Para cuando eso estuvo listo, Dolores le pidió ayuda a Brenda para desarmar la cama de una plaza, misma que terminó junto a las bolsas de ropa y después, con mucho esfuerzo, ambas llevaron el ropero y la cajonera al cuarto compartido de los nietos. Siguieron limpiando muy bien el piso del comedor y quitaron la sábana que había en la ventana haciendo de cortina para que Matilde no pudiera ver lo que hacía Julián. La luz del sol inundó el lugar dándole vida nueva.
Cansada, Dolores se secó la frente y le pidió a Brenda traerle una silla de la cocina para descansar unos minutos. Así lo hizo al tiempo que contemplaba el lugar. Ahora que estaba vacío e iluminado se veía más grande de lo que ella lo recordaba.

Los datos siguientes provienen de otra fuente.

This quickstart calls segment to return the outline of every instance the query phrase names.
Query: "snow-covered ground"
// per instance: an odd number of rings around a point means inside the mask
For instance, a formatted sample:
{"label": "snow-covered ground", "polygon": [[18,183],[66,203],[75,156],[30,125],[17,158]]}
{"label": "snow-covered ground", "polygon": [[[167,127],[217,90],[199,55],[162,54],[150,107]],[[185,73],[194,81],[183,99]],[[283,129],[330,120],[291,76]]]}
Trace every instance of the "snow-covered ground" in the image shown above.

—Vamos a tener que desarmar la mesa y despacito traerla, las sillas también. Allá tienen que quedar las cosas de la cocina no más y eso... —dijo Dolores señalando la pared donde estaba la puerta—. Esa pared y esa puerta tienen que volar. Acá tiene que quedar todo abierto como era antes de que tu padre hiciera eso para tener privacidad. Si hubiera sabido lo que iba a hacer con eso no lo dejaba ni loca, pero uno a veces es demasiado débil con los hijos, mi amor.
Brenda no dijo nada, se acercó a su abuela y la abrazó, apoyando después su cabeza sobre la de ella. Dolores hizo lo mismo rodeando la cintura de Brenda con su brazo y luego rio por un momento.
»Bueno, mejor seguimos o vamos a terminar en año nuevo recién.
Con dificultad y con la ayuda de su nieta, Dolores se puso de pie. Entonces, ambas se dirigieron a la cocina y se dispusieron a desarmar la mesa. No fue una tarea sencilla, pero a duras penas lo consiguieron. Tanto la mesa como las sillas fueron llevadas a su nueva residencia y puestas en condiciones.
»Me parece que voy a tener que llamar a alguien para sacar la pared —mencionó Dolores tocando la misma—. ¿Ves, mi amor? Por eso siempre es necesario un hombre en la casa, pero uno bueno, no como tu abuelo. Le diría a tu hermano, pero es muy bruto a veces y seguro termina mal. No, ya tuvimos suficiente con un velorio por ahora.